Discovery: Involve devs and business experts
Formulation: Write Given-When-Then examples
Automation: Convert to executable tests (Gherkin/Cucumber)
Feature: Order Management
Scenario: Cannot buy without stock
Given product with 0 stock
When customer attempts purchase
Then system refuses with error message
ATDD (Acceptance Test-Driven Development) — Acceptance criteria defined BEFORE coding, collaboratively (“Three Amigos”: Business, Dev, Test).
In agentic development, ATDD is particularly effective because agents need unambiguous success conditions. The flow maps cleanly to agent tasks:
Define acceptance criteria in Gherkin (human-readable, machine-executable)
Agent writes failing tests based on scenarios (not implementation)
Agent implements until tests pass
Feature: Password Reset
Scenario: User resets via email
Given a registered user with email "user@example.com"
When they request a password reset
Then they receive a reset email within 60 seconds
And the reset link expires after 24 hours
This Gherkin scenario is the contract between intent and implementation. The agent cannot misinterpret scope because done is defined before a line of code is written.
Applied to agents: Pass the Gherkin file to Claude Code before implementing. “Write failing tests for this feature file, then implement until they pass.” The scenario writer role (human or agent) forces explicit scope before execution starts.
CDD (Contract-Driven Development) — API contracts (OpenAPI specs) as executable interface between teams. Patterns: Contract as Test, Contract as Stub.
Prompt Engineering — Foundations for ALL Claude usage:
Zero-Shot Chain of Thought: “Think step by step”

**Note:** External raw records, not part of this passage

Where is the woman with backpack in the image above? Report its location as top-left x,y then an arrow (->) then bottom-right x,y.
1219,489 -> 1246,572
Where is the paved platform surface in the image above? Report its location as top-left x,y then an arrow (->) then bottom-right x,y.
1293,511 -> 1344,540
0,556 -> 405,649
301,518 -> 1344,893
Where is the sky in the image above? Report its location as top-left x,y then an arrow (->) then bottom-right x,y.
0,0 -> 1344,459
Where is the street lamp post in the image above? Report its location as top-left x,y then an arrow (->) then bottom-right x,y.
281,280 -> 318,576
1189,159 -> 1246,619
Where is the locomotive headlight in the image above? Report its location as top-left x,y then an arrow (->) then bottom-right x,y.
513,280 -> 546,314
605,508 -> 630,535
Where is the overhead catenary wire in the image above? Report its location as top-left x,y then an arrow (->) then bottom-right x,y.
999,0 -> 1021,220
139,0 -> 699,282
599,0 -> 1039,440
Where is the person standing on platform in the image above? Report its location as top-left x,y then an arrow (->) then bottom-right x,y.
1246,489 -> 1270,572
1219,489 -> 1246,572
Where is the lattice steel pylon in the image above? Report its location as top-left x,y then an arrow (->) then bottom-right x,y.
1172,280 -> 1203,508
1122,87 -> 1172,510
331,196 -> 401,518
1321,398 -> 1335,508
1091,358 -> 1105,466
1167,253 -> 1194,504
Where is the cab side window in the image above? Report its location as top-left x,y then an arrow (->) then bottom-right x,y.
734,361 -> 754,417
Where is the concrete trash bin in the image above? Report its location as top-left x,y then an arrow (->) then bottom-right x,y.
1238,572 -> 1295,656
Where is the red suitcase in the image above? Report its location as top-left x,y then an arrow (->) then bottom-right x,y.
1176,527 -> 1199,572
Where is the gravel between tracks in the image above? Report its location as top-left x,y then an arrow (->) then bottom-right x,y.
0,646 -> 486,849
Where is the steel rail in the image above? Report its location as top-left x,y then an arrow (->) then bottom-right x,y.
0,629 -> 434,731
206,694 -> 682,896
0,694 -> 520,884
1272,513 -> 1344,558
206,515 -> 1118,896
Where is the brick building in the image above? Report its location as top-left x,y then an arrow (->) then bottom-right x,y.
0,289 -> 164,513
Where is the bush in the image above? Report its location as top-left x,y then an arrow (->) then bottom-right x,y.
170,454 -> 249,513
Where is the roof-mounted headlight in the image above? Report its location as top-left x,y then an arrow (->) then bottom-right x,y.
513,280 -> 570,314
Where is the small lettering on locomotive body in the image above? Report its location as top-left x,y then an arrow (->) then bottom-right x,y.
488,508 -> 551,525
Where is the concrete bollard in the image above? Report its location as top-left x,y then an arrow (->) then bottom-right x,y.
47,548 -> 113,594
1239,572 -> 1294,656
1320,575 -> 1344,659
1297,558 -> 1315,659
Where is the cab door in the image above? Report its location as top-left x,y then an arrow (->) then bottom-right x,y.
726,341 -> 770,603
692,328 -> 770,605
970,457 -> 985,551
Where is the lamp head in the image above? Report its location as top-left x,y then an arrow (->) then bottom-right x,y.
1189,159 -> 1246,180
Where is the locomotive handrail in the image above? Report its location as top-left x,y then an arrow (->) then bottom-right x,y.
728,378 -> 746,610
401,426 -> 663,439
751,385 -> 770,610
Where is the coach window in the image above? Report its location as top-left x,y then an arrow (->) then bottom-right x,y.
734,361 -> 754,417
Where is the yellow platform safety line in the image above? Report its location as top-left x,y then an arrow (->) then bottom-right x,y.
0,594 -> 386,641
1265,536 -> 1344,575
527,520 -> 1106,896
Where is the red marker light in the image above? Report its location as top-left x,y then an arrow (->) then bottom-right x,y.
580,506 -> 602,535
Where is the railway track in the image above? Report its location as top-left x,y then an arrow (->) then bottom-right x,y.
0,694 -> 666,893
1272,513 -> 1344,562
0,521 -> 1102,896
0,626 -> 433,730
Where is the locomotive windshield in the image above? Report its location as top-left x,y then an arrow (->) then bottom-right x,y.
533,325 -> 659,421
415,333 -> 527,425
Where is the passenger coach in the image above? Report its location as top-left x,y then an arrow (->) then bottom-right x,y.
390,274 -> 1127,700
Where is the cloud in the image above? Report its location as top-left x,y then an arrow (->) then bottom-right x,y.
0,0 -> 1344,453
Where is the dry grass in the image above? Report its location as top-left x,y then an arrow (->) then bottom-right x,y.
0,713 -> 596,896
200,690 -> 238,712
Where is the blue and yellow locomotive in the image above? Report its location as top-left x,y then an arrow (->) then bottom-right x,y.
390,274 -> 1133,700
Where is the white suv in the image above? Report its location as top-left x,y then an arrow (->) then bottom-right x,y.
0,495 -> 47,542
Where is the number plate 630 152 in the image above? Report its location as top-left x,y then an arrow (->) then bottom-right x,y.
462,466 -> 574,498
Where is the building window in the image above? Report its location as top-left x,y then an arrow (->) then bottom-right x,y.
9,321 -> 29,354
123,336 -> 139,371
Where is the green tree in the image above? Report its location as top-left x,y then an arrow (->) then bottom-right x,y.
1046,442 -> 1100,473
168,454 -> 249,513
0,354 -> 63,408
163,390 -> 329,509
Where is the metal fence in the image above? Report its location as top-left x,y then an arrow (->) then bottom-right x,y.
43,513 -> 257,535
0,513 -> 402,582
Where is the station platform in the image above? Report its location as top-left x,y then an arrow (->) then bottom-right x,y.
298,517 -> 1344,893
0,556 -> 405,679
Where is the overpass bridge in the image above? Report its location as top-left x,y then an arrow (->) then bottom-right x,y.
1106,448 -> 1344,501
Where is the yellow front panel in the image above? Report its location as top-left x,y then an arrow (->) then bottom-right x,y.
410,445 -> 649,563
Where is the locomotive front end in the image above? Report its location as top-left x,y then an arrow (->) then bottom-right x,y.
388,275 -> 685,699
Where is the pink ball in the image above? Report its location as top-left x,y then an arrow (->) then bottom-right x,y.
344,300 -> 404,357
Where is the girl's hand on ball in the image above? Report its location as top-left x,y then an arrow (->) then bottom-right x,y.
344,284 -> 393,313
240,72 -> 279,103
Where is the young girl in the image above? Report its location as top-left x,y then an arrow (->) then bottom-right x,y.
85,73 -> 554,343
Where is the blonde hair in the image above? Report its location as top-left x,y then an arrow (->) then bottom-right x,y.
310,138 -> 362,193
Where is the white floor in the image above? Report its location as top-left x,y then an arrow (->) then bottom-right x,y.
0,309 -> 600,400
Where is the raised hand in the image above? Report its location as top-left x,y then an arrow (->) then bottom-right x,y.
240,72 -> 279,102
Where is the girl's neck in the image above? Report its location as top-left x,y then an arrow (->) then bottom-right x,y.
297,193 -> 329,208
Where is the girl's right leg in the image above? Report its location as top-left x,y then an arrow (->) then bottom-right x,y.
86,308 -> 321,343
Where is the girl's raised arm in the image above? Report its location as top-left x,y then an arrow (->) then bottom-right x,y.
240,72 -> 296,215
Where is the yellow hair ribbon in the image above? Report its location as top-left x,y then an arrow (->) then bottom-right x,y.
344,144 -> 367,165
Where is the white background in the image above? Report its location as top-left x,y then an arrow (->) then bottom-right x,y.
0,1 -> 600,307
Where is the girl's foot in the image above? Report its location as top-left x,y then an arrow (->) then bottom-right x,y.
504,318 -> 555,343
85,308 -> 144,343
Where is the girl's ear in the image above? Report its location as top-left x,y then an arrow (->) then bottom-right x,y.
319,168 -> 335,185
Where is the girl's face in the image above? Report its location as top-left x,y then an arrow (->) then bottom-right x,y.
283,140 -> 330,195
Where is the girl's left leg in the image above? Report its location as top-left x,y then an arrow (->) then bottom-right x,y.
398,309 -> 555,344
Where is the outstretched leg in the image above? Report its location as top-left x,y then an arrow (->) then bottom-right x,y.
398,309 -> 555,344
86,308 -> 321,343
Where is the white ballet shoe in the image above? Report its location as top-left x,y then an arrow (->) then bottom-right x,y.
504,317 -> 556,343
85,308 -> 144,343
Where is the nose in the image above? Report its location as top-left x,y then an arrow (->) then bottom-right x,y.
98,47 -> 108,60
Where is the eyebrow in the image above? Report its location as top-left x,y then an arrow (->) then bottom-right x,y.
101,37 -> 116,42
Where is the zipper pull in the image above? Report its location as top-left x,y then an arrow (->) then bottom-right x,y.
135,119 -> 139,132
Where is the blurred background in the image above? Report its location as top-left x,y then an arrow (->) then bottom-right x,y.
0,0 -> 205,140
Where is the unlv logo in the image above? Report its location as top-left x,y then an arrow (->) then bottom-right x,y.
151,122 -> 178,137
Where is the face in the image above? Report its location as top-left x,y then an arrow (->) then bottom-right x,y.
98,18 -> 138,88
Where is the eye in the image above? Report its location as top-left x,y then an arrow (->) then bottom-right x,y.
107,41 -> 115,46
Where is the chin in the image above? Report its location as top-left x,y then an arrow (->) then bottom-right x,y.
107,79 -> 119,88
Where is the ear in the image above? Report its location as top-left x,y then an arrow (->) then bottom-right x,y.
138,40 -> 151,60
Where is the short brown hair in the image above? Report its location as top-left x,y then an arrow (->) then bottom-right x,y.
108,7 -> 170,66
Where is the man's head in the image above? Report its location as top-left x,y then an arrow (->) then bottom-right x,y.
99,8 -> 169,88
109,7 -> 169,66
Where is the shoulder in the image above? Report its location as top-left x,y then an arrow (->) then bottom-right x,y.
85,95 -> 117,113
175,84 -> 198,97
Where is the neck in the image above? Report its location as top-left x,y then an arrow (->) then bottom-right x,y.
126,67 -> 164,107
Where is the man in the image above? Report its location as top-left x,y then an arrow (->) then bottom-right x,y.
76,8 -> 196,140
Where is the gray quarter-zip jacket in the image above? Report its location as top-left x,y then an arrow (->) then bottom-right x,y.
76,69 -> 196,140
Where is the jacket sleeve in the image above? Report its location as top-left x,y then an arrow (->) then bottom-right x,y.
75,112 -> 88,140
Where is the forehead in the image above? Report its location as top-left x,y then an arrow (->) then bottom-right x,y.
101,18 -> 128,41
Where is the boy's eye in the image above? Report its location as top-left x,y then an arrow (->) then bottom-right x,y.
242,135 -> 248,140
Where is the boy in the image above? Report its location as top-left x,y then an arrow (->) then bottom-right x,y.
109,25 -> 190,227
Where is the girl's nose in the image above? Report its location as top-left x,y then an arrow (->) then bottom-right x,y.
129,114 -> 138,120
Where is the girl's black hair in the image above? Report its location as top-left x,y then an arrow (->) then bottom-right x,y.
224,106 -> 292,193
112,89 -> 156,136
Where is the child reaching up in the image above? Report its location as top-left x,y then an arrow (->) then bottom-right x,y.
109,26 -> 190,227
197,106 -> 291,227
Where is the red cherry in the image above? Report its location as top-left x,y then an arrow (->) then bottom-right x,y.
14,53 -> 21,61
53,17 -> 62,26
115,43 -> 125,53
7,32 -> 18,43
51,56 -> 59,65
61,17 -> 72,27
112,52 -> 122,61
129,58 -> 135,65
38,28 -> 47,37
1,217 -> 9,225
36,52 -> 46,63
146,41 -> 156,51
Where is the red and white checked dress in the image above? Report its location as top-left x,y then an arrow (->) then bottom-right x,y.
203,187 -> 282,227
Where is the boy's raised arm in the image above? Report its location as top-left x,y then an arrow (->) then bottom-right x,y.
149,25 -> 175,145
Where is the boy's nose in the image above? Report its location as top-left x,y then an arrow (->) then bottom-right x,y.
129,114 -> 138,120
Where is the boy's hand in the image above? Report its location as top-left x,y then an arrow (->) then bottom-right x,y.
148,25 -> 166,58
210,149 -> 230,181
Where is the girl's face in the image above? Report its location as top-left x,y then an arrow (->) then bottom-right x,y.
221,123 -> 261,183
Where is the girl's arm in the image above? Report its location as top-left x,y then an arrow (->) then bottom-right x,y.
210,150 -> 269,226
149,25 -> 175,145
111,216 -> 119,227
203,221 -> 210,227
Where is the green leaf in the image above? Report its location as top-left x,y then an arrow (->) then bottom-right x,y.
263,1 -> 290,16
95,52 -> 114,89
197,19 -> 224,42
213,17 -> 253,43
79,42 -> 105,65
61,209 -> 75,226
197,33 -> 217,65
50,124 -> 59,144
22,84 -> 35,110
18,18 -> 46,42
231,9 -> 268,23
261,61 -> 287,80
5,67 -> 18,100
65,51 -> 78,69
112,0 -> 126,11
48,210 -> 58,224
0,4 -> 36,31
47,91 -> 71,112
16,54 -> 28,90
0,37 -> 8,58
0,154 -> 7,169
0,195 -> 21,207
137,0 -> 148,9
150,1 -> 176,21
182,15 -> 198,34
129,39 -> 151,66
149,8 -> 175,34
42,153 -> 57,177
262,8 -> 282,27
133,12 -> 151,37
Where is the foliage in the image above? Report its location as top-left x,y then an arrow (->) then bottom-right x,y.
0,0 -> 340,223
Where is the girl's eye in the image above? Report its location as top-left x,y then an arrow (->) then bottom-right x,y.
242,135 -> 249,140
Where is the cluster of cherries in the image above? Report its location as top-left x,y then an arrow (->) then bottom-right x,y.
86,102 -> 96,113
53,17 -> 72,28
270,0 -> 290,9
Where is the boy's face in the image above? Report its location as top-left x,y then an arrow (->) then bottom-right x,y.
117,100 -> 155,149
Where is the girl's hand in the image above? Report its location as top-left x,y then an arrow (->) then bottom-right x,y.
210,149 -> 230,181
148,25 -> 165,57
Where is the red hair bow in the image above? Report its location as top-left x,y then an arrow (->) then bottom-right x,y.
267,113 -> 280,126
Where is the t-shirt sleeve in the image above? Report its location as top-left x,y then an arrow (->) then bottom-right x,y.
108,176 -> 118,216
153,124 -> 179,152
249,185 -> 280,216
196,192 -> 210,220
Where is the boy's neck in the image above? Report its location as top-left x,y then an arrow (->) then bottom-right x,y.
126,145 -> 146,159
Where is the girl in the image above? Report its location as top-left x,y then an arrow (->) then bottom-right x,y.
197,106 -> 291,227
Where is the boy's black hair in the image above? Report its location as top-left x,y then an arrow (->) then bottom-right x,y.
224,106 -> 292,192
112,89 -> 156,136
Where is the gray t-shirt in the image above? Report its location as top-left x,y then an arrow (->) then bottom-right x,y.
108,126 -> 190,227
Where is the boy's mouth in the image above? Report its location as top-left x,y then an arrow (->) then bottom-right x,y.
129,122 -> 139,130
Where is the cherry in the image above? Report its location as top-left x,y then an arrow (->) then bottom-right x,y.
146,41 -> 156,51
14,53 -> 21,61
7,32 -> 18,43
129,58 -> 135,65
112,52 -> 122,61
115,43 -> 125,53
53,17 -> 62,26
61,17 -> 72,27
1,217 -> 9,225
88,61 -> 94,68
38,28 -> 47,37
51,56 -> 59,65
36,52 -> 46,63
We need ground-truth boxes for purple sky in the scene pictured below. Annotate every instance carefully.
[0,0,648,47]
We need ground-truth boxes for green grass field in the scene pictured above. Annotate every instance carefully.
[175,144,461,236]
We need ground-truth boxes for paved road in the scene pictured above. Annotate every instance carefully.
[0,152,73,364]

Few-Shot Learning: 2-3 examples of expected pattern
Structured Prompts: XML tags for organization
Position Matters: For long docs, place question at end
Fresh Context Pattern (Ralph Loop) — Solves context rot by spawning fresh agent instances per task. State persists in git + progress files, not chat history. Ideal for long autonomous sessions (migrations, overnight runs). See Ultimate Guide - Fresh Context Pattern for implementation.